A luta dos movimentos de mulheres negras para conquistar reconhecimento público e adentrar em espaços de representação política em diferentes esferas de participação que vêm se abrindo na sociedade brasileira, conforme Carneiro (2015) revelou a insuficiência de quadros qualificados para as diferentes missões colocadas. Essas deficiências implicam em: centralização das tarefas mais complexas e em morosidade e falta de prontidão para responder às oportunidades de incidência política sobre as políticas públicas e para a viabilização de projetos e estratégias.
Os espaços e processos participativos devem se voltar para as necessidades concretas ditadas pelos objetivos estratégicos definidos pelas mulheres negras organizadas. Portanto, introduz-se aí uma questão essencial, para Carneiro (2015), na promoção do fortalecimento político e do processo de busca de autonomia das mulheres negras às instâncias de decisão e poder, bem como ao fortalecimento estadístico-institucional das organizações de mulheres negras, de cujo protagonismo depende o avanço dessa agenda e que é força motriz para pautar o tema da mulher negra tanto na esfera pública como na agenda governamental.
Nesse contexto, a autora considera que um eixo fundamental da estratégia de empoderamento das mulheres negras é o de busca e viabilização de pontes de sustentação das organizações de mulheres negras, o sujeito político no qual reside sobremaneira a possibilidade de pressão, proposição e monitoramento das formulações em relação à promulgação da igualdade de gênero e raça.
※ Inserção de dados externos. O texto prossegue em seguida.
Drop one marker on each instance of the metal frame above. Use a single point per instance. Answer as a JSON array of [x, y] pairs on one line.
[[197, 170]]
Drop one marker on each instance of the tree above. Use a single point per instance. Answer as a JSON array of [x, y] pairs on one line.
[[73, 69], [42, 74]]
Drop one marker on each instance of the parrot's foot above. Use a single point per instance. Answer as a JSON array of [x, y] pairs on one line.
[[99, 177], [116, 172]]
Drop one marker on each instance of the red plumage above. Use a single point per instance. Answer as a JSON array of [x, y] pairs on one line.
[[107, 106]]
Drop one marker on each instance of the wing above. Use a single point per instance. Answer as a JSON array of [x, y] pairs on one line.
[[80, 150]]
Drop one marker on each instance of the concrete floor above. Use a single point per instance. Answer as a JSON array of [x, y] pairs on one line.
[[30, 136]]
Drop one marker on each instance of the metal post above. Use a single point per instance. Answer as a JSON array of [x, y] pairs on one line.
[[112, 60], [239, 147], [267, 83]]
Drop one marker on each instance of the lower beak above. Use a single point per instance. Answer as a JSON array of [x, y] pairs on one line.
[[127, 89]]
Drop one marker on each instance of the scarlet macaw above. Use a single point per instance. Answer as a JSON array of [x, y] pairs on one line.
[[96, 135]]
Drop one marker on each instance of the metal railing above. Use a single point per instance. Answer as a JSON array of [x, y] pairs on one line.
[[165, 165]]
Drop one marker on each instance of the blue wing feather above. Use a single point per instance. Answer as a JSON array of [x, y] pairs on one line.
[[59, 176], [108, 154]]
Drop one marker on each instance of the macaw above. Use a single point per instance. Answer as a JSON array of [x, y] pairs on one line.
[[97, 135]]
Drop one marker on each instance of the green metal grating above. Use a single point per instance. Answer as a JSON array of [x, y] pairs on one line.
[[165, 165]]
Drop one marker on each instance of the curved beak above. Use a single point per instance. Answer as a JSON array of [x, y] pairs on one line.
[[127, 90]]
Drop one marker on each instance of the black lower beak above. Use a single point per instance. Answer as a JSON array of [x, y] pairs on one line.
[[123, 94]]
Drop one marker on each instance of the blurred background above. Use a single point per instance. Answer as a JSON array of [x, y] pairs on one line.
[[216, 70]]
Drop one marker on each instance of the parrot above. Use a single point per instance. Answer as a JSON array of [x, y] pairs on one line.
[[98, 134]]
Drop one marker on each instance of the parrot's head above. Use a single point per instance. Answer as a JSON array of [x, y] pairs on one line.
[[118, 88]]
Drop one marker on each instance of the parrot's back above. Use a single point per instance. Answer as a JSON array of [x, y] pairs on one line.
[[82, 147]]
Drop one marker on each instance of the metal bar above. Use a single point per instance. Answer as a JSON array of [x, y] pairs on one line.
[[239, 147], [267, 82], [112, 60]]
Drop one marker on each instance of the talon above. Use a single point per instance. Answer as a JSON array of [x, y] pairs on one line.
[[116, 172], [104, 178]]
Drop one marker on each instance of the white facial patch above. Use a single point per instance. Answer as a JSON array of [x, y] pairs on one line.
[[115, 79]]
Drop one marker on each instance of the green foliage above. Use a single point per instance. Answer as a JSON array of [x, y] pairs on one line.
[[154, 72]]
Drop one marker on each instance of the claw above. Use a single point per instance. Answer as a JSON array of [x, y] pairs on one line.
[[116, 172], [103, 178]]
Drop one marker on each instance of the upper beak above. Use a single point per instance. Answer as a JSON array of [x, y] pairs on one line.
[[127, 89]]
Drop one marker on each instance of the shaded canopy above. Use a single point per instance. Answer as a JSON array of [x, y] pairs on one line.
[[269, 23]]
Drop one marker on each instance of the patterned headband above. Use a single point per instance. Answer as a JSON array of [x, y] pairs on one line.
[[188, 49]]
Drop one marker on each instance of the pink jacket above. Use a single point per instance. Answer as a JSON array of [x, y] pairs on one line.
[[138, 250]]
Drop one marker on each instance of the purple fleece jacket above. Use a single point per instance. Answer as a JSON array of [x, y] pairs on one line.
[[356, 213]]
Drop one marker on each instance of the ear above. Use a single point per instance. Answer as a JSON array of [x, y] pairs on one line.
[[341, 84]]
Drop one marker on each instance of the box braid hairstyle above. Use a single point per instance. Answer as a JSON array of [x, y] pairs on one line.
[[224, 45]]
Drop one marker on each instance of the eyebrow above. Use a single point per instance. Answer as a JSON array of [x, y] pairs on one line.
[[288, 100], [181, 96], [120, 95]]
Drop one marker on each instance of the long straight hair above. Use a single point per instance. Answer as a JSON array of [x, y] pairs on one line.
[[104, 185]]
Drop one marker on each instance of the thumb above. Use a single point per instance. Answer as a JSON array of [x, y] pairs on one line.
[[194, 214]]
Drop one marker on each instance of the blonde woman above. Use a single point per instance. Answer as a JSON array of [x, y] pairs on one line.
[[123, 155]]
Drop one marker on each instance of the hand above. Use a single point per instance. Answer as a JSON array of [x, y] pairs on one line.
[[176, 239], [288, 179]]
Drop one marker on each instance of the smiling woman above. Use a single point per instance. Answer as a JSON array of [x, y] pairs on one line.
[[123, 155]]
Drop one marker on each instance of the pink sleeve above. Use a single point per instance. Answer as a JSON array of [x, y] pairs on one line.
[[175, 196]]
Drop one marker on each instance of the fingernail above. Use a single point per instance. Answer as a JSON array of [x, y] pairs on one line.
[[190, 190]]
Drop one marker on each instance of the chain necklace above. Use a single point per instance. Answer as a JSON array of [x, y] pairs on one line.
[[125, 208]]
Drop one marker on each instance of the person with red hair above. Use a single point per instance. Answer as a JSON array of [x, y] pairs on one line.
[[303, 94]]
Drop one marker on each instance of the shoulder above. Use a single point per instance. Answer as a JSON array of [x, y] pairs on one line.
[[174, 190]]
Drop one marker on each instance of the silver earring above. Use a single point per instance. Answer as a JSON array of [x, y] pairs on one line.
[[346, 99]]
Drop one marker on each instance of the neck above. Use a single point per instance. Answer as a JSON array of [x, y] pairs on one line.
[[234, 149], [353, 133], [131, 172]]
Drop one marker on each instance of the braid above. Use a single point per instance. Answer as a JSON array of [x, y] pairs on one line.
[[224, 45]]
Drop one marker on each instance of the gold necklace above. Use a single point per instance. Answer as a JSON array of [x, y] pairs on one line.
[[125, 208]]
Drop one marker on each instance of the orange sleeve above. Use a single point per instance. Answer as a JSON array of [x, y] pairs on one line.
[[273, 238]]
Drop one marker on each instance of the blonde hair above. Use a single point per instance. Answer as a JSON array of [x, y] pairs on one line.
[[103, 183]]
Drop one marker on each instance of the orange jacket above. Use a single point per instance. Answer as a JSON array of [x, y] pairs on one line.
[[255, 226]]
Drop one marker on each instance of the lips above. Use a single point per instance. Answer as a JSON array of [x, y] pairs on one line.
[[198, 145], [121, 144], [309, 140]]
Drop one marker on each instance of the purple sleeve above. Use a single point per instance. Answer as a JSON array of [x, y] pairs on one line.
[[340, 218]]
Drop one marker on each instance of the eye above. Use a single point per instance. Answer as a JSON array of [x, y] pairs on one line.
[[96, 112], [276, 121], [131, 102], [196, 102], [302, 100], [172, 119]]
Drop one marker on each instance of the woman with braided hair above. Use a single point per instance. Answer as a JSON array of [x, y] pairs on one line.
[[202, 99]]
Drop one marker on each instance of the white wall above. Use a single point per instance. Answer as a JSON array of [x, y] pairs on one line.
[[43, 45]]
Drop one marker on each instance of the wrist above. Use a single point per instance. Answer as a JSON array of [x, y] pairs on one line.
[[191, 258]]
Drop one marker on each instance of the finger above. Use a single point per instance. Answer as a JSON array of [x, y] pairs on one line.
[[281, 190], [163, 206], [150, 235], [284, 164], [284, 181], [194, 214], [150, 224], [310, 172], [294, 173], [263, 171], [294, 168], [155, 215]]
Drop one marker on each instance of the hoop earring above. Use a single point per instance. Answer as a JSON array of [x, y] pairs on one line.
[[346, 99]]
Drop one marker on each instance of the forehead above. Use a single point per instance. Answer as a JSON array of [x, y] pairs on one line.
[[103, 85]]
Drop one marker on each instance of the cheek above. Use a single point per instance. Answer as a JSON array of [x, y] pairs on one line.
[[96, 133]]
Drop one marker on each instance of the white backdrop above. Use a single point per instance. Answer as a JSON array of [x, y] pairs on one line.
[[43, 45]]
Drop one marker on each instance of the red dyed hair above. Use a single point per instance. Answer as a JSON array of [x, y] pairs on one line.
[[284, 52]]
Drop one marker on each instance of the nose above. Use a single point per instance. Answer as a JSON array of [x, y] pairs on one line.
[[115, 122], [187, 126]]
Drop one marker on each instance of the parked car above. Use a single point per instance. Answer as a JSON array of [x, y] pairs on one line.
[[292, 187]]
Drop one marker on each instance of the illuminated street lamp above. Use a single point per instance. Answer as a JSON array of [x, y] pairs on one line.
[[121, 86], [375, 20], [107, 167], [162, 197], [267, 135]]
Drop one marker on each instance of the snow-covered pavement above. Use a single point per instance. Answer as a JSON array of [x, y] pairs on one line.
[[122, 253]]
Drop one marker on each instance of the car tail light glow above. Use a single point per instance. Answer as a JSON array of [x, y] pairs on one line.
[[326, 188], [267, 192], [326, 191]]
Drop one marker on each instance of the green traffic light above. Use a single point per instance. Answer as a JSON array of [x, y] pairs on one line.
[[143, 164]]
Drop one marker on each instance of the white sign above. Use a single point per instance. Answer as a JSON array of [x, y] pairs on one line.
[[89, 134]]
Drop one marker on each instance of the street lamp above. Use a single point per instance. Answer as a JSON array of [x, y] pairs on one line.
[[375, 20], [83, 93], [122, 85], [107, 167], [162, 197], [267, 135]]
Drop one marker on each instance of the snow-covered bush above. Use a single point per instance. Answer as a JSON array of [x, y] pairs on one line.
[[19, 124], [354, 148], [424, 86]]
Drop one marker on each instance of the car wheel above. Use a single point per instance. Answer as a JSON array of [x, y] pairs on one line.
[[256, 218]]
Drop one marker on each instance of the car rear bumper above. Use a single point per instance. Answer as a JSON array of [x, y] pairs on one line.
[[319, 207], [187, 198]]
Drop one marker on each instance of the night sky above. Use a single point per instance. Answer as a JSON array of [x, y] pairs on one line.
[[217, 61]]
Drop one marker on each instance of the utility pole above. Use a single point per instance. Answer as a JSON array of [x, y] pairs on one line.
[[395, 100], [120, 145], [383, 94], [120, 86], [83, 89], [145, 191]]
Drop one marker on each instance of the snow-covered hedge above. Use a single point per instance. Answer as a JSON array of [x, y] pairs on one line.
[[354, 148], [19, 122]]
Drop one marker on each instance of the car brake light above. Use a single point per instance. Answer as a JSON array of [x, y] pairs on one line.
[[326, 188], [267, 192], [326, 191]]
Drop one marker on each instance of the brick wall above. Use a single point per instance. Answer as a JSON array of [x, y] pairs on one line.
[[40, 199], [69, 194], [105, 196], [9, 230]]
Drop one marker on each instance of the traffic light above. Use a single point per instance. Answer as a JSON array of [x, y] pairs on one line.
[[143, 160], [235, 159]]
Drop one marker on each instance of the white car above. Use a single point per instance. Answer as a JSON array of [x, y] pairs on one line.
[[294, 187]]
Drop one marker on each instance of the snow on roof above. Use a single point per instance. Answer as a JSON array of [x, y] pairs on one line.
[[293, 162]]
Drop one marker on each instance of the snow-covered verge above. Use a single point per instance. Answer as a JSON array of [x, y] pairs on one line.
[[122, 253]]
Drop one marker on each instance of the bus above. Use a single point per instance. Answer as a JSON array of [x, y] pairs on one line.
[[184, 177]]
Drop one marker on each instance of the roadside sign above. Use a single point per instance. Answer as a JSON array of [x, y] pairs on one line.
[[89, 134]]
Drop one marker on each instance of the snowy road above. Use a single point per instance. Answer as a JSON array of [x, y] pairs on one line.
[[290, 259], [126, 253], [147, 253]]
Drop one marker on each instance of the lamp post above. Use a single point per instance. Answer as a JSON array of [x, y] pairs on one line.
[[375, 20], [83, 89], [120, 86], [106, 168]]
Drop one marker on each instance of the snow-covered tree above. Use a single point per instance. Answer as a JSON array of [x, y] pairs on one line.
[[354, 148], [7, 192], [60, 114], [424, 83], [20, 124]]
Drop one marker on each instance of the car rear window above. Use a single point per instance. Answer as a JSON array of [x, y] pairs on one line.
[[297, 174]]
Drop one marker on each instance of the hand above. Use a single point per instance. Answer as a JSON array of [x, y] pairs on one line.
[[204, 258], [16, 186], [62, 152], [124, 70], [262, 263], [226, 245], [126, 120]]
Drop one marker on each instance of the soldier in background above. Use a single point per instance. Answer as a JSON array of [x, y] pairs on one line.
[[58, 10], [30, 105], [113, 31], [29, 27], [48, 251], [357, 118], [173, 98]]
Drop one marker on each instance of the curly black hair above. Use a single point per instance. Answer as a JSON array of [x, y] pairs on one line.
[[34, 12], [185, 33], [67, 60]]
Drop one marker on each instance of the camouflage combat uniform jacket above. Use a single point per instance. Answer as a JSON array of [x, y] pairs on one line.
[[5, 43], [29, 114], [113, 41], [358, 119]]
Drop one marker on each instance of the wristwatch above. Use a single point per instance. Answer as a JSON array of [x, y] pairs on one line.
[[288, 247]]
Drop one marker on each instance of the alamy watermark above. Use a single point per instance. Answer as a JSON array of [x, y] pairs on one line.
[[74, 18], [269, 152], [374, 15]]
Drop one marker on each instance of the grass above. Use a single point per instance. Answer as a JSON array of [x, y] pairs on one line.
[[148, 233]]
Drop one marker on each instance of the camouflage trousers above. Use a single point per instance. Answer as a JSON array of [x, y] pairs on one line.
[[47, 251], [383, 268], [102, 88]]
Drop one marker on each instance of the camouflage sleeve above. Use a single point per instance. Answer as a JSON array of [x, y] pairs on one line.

Radicalizar democracia participativa fortalecendo os movimentos organizados da sociedade civil e ampliando a participação das mulheres negras no comando e decisão política de movimentos e partidos.
Motivar as mulheres e criar as condições para que estejam organizadas e possam refletir sobre o modo como as questões sociais e políticas ocorrem e interferem em suas vidas e na comunidade em que estão inserida pode contribuir para que as mesmas adotem uma nova postura diante da emergência da efetiva participação no monitoramento das políticas públicas e no acompanhamento dos recursos públicos, contudo, enquanto ainda persistirem operando no imaginário social, os estigmas e estereótipos que desvalorizam socialmente as mulheres negras e que carecem de estratégias para serem repelidos, o desafio para participação efetiva dessas mulheres nos espaços deliberativos e de tomadas de decisão, institucionais ou não, a necessidade de incidir sobre as construções culturais racistas que permanecem reproduzindo a imagem estereotipada das mulheres negras e sua desqualificação. Carneiro (2015) diz que é preciso confrontar o peso da hegemonia da branquitude nessa desqualificação das mulheres negras. Seriam esses alguns requisitos necessários para construir as condições para operar a desnaturalização do lugar da mulher negra na sociedade brasileira. Um lugar no qual a subalternidade aparece como uma dimensão ontológica do ser mulher negra.
NOTAS
¹ Paper elaborado como atividade avaliativa para a disciplina Participação e Controle Social na Gestão Pública, componente curricular do Programa de Gestão Pública e Cooperação Internacional da Universidade Federal da Paraíba.
² Mestranda do Programa de Gestão Pública e Cooperação Internacional da Universidade Federal da Paraíba.